Перейти через русскую границу оказалось несложно, куда труднее было сесть на поезд, давка была чудовищная. В середине пути от нашего состава отцепили паровоз и прицепили ею к каким-то другим вагонам, а нас просто оставили на рельсах. В вагонах шла непрестанная война между пассажирами. Иногда раздоры, как нарыв, прорывались и кто-то вылетал на насыпь. Вдоль железнодорожного полотна там и сям валялись трупы. Холод в вагонах был отчаянный. А некоторые ехали на крышах вагонов, и снег сыпал прямо на них. Туалетов в вагонах, конечно, не было и приходилось возить за собой ночной горшок или бутылку. Какой-то крестьянин, сидевший на крыше, когда поезд влетел в туннель, остался без головы. Так мы добирались до Куйбышева. В дороге я не переставал удивляться самому себе и своему поступку. Вся эта история с Дорой не была просто романом. Я действительно связал с ней свою жизнь. Покинуть человека в таком положении все равно, что бросить ребенка в лесной чащобе. Мы постоянно цапались, и все из-за того, что Дора боялась остаться без меня даже на минуту. Едва только начинал поезд притормаживать у полустанка, и я собирался выскочить, чтоб раздобыть еды или кипятка, как Дора кидалась на меня и не пускала. Ей всегда казалось, что я хочу бросить ее. Она хватала меня за рукав и тянула обрати. Пассажиров, особенно русских, эти сцены смешили. Кажется все Дорино семейство было поражено безумием. Отсюда все этим страхи, подозрительность, какой-то пещерный мистицизм. Как эти первобытные пережитки проникли в богатую семью варшавских хасидов, остается загадкой. Впрочем, для меня все это приключение и по сию пору — загадка.
Мы добрались до Куйбышева, и там выяснилось, что все наши муки были напрасны. Не оказалось ни сестры, ни психиатрической больницы. Нет, больница там была, но не для иностранцев.
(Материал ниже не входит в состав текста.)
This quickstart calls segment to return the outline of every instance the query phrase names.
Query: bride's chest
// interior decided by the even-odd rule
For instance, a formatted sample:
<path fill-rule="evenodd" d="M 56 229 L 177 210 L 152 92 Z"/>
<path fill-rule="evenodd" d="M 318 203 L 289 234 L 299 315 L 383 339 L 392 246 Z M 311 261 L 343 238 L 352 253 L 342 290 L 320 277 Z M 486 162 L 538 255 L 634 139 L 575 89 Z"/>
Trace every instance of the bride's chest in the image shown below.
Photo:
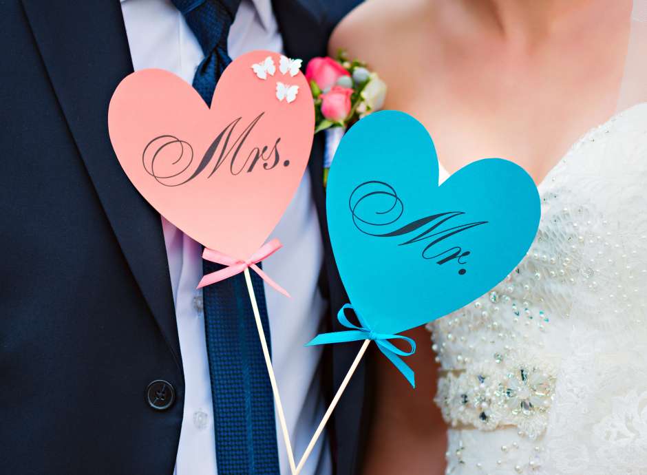
<path fill-rule="evenodd" d="M 644 118 L 647 106 L 638 109 Z M 496 366 L 515 352 L 558 362 L 573 319 L 604 332 L 631 331 L 626 324 L 644 317 L 647 146 L 637 123 L 591 131 L 539 185 L 542 218 L 525 258 L 489 293 L 430 324 L 444 369 Z"/>

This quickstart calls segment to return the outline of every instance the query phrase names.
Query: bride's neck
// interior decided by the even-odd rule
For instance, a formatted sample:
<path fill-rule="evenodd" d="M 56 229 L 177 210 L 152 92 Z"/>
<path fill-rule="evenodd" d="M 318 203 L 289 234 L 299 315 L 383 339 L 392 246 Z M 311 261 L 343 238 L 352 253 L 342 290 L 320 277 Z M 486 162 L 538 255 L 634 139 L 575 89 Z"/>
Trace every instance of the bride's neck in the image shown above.
<path fill-rule="evenodd" d="M 606 1 L 606 0 L 605 0 Z M 462 0 L 481 26 L 522 48 L 531 48 L 564 21 L 600 0 Z"/>

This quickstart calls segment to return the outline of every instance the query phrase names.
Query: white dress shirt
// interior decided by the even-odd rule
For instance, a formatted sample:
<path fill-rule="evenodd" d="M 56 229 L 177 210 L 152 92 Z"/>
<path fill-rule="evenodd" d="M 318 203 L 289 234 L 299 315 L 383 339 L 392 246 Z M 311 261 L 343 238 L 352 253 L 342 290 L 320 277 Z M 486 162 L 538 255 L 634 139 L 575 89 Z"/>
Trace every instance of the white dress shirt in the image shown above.
<path fill-rule="evenodd" d="M 122 12 L 135 70 L 158 67 L 189 84 L 203 59 L 200 45 L 182 14 L 169 0 L 122 0 Z M 253 50 L 282 52 L 283 41 L 270 0 L 243 0 L 229 36 L 232 58 Z M 200 244 L 162 218 L 176 306 L 186 393 L 176 463 L 176 475 L 214 475 L 216 471 L 213 408 L 204 341 Z M 326 409 L 318 373 L 321 349 L 304 346 L 316 333 L 324 312 L 317 289 L 323 249 L 306 172 L 271 237 L 284 248 L 264 262 L 267 273 L 290 292 L 288 299 L 266 286 L 272 359 L 286 419 L 299 457 Z M 250 325 L 254 325 L 250 321 Z M 279 460 L 289 473 L 279 428 Z M 298 461 L 298 459 L 297 459 Z M 317 444 L 304 475 L 331 473 L 328 442 Z"/>

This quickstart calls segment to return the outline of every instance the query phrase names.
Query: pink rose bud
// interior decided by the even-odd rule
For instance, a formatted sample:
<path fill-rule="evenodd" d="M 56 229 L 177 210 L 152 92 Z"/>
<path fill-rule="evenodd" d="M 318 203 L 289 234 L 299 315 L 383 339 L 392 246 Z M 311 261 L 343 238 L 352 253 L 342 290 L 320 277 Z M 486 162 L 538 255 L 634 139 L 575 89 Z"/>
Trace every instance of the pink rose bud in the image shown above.
<path fill-rule="evenodd" d="M 350 76 L 350 73 L 331 58 L 312 58 L 306 68 L 308 82 L 314 81 L 324 92 L 334 86 L 342 76 Z"/>
<path fill-rule="evenodd" d="M 350 112 L 350 96 L 352 89 L 335 86 L 321 94 L 321 114 L 329 120 L 341 122 Z"/>

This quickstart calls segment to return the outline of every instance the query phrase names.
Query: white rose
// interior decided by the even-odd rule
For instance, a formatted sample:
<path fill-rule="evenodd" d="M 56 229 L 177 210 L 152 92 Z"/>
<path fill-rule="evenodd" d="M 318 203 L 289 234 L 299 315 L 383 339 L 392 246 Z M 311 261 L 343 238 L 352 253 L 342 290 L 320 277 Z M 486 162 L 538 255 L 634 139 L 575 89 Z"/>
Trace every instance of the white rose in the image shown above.
<path fill-rule="evenodd" d="M 371 112 L 379 110 L 384 105 L 386 98 L 386 83 L 373 73 L 361 92 L 361 97 Z"/>

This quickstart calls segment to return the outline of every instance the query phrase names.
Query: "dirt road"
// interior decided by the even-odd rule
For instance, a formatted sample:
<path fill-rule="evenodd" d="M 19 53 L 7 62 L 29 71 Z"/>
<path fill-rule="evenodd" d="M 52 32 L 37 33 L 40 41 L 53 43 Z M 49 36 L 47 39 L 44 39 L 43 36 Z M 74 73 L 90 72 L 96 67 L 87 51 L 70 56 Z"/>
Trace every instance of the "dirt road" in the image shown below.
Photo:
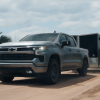
<path fill-rule="evenodd" d="M 0 82 L 0 100 L 100 100 L 100 71 L 89 71 L 86 77 L 63 72 L 55 85 L 16 77 L 11 83 Z"/>

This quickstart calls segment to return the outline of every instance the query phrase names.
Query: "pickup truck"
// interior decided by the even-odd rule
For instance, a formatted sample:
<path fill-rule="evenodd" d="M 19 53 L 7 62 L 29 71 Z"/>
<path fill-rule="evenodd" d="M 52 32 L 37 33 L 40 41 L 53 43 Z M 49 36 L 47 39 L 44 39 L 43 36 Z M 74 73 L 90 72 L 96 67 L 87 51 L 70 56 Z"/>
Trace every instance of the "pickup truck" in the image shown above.
<path fill-rule="evenodd" d="M 27 35 L 19 42 L 0 44 L 0 80 L 10 82 L 14 77 L 43 77 L 55 84 L 61 71 L 77 70 L 86 76 L 88 50 L 79 48 L 66 33 Z"/>

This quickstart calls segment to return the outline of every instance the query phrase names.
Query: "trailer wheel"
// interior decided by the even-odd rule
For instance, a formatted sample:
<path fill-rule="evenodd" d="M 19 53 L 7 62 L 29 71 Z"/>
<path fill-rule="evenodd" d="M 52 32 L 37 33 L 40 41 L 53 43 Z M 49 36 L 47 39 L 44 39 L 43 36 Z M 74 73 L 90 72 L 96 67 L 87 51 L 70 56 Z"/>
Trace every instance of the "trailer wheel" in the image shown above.
<path fill-rule="evenodd" d="M 11 82 L 13 79 L 13 76 L 0 76 L 0 81 L 2 82 Z"/>
<path fill-rule="evenodd" d="M 86 76 L 87 75 L 87 68 L 88 68 L 88 63 L 86 60 L 83 61 L 82 68 L 77 69 L 78 73 L 80 76 Z"/>

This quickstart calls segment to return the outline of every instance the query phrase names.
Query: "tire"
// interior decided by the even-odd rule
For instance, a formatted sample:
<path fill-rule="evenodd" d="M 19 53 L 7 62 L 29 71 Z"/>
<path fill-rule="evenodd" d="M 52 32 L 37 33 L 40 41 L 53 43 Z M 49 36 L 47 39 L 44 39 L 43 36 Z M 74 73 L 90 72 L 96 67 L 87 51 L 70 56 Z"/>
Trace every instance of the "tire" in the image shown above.
<path fill-rule="evenodd" d="M 11 82 L 13 79 L 13 76 L 0 76 L 0 81 L 2 82 Z"/>
<path fill-rule="evenodd" d="M 57 83 L 60 76 L 60 67 L 56 59 L 51 58 L 46 73 L 45 82 L 48 84 Z"/>
<path fill-rule="evenodd" d="M 88 63 L 86 60 L 83 61 L 82 68 L 77 69 L 78 73 L 80 76 L 86 76 L 87 75 L 87 68 L 88 68 Z"/>

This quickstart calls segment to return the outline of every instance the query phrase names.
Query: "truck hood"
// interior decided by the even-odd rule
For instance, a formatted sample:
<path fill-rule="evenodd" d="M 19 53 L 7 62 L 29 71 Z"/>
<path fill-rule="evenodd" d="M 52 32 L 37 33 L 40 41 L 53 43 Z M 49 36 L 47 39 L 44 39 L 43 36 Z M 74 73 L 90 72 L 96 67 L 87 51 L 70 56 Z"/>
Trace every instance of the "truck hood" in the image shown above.
<path fill-rule="evenodd" d="M 2 43 L 0 46 L 38 46 L 38 45 L 50 45 L 53 44 L 53 42 L 50 41 L 20 41 L 20 42 L 7 42 Z"/>

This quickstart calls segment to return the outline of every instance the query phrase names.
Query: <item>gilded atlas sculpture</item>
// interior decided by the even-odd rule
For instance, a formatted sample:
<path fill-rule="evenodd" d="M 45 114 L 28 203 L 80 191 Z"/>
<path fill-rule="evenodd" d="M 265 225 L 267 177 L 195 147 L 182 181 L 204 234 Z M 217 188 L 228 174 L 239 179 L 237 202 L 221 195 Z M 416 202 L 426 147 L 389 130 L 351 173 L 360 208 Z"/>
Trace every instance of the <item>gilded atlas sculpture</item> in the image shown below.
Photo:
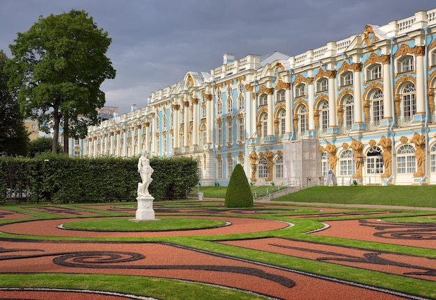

Нацисты при отступлении разрушали госпитали, больницы, психиатрические лечебницы, а пациентов пристреливали или травили ядом. Фашисты не добрались до Куйбышева, но здешний госпиталь был переполнен тяжелоранеными. Кому в такое время было дело до сумасшедших?! Нашлась, правда, одна женщина, которая рассказала Доре все подробности. Фамилия того офицера-еврея была Липман, а эта женщина доводилась ему родственницей, так что ей не было никакого резона врать. Представляете наше разочарование?! Вынести такую одиссею — и впустую! Но погодите, это еще не все. В конце концов, мы действительно нашли Итту, но не в сумасшедшем доме, а в маленькой деревеньке: она жила там со старым евреем-сапожником. Та женщина ничего не придумала. Итта страдала депрессией, где-то лечилась, потом ее отпустили. Я всегда был слаб на факты, и даже то. что она рассказывала, успел позабыть. Вся Катастрофа окутана провалами памяти.